# I'm new here and wondering.....



## Mom2DecBoyz (Dec 23, 2010)

Does anyone else not have a thing in common with their spouse anymore?

We've been married for 10yrs and I don't think we had much in common before, but lately it's been horribly obvious. We don't like the same tv shows, activities, books, we don't even like to talk about the same things. Honestly, there is NOTHING we have in common but our kids.

I do love him and wish it could work, but I'm starting to have serious doubts. I'm only 41 and keep thinking about the next 20-30 yrs with nothing to even talk about except our kids or what the next vacation might be.
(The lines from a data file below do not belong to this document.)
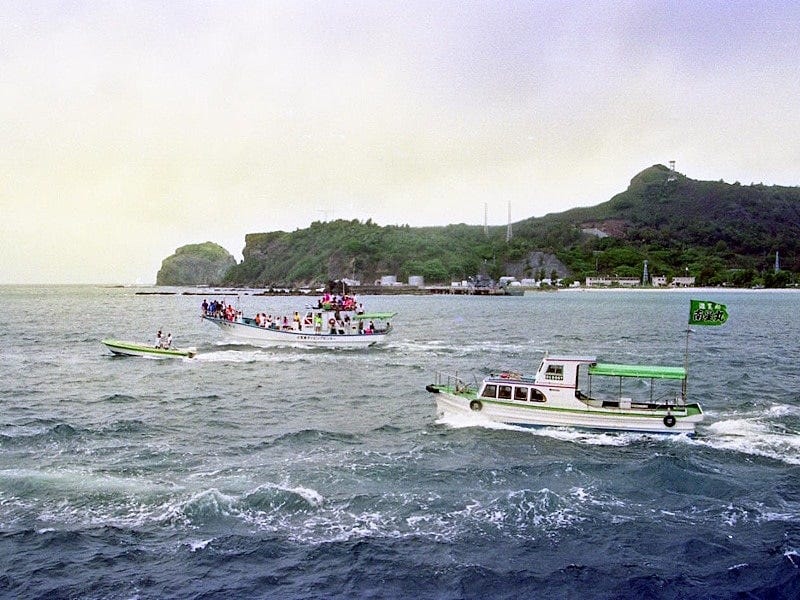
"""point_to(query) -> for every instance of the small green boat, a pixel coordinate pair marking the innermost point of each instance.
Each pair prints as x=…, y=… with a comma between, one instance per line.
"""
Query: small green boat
x=121, y=348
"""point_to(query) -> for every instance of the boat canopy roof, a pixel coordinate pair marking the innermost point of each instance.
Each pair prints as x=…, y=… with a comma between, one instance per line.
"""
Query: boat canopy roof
x=640, y=371
x=367, y=316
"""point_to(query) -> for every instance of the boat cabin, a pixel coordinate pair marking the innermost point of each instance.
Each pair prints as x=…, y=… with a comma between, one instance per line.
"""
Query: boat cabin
x=567, y=378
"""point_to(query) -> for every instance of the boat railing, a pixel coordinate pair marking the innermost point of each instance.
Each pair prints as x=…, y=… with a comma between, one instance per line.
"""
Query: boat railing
x=453, y=381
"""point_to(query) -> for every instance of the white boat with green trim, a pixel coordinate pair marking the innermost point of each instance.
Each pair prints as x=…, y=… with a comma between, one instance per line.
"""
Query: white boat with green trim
x=121, y=348
x=577, y=391
x=323, y=327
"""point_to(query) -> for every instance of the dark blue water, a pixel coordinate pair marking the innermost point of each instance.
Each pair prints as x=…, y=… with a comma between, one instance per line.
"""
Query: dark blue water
x=293, y=473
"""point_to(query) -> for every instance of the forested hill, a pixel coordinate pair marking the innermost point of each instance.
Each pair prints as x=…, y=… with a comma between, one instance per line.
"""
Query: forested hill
x=721, y=233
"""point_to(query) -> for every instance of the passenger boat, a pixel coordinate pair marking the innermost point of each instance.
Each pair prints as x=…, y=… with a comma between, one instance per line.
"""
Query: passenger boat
x=133, y=349
x=577, y=391
x=323, y=326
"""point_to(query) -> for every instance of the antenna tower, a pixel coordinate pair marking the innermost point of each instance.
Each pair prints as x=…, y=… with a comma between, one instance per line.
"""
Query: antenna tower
x=508, y=232
x=672, y=176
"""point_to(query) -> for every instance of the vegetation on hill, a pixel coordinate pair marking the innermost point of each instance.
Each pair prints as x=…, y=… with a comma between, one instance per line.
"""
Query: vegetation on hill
x=717, y=232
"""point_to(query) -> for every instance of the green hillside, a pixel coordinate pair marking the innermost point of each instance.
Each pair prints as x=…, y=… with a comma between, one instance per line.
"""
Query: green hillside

Is it possible to keep a marriage going with this situation?? Any advice on what to do to fix the problem?


----------



## chefmaster (Oct 30, 2010)

Mom2DecBoyz said:


> Any advice on what to do to fix the problem?


Communication. It's not so much the lack of things in common as it is the lack of effort in trying to figure out "What are we going to do together?"
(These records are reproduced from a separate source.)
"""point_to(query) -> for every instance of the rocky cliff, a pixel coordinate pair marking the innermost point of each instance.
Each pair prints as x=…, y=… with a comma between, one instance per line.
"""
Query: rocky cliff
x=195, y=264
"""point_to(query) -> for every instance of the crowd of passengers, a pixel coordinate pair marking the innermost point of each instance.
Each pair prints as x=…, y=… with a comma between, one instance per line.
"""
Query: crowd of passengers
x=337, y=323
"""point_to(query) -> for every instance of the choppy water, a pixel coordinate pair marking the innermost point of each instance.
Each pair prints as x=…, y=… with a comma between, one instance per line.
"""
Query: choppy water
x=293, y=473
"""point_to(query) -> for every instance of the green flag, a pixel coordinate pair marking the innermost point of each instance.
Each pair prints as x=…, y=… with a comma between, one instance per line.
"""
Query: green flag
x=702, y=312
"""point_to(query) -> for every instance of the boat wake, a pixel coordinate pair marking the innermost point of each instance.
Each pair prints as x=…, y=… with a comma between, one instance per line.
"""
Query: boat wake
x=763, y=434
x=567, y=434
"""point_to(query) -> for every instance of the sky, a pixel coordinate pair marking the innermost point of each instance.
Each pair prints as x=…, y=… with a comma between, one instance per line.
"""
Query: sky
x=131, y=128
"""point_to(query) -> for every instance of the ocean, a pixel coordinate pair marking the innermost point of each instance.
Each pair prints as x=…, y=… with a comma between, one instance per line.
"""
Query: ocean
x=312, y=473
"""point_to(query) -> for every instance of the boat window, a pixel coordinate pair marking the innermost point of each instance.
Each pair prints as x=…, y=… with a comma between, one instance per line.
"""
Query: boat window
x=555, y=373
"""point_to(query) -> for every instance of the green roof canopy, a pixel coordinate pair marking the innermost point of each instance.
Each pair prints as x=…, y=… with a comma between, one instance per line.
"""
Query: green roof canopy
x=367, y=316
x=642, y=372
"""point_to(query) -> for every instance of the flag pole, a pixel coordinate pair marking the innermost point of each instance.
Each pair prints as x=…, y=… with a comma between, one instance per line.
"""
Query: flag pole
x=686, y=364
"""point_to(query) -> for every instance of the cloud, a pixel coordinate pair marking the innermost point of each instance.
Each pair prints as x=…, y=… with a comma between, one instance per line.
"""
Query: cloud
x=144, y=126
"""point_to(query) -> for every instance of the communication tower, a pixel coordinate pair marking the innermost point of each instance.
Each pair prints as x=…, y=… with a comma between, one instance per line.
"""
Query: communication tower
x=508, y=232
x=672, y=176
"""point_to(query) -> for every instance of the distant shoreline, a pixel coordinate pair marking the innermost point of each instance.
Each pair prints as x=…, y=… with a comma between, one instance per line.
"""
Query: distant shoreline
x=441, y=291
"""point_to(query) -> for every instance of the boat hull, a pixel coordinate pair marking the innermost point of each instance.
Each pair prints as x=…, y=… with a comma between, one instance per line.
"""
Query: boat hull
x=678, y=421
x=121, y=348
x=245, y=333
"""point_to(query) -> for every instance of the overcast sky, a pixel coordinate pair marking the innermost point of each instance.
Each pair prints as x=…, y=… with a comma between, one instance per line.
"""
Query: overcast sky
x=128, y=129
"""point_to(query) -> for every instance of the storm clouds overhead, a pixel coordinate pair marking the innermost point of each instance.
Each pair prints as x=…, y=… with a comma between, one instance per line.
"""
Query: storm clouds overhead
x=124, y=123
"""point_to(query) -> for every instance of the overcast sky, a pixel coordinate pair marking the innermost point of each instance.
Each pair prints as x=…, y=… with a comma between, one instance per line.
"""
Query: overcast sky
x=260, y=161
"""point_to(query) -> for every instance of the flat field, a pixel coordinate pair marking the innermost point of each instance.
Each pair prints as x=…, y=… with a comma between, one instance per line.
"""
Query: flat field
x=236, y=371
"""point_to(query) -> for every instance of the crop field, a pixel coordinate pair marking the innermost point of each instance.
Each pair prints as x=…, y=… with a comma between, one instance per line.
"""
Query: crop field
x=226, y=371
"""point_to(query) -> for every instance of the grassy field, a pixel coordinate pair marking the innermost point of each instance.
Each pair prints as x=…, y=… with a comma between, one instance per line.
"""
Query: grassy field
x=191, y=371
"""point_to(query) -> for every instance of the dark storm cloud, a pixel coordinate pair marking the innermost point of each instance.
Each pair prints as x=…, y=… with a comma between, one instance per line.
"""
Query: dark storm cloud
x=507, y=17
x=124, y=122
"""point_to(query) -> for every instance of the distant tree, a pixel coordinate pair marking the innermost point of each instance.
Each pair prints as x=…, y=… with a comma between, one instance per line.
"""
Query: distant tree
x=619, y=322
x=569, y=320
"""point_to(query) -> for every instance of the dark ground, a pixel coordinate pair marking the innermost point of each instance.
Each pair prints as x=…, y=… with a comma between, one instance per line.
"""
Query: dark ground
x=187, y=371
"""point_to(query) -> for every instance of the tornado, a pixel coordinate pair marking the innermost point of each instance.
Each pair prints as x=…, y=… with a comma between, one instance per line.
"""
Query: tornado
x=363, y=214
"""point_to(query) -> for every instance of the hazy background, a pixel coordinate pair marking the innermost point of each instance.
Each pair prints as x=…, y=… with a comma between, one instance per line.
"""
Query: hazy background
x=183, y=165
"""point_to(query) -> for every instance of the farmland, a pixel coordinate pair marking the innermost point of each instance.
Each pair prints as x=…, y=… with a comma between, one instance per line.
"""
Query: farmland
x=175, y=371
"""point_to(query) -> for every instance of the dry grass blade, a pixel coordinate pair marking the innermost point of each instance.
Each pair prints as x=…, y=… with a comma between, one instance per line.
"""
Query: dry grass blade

It can be attributed to lack of energy, stress and many other things. 

Some people refer to it as a rut, some say it's a cycle that comes around naturally every so many years.

I personally feel the best way to mix things up is to introduce new people into the equation. Married friends to do things with=something in common for you and your husband to do on a regular basis+the new friends introduce new ideas(whether you like it or not ) about tv shows, activities, books and things in common to talk about.


Whether you do it by yourselves or not, communication, creativity and persistance are key IMO.


----------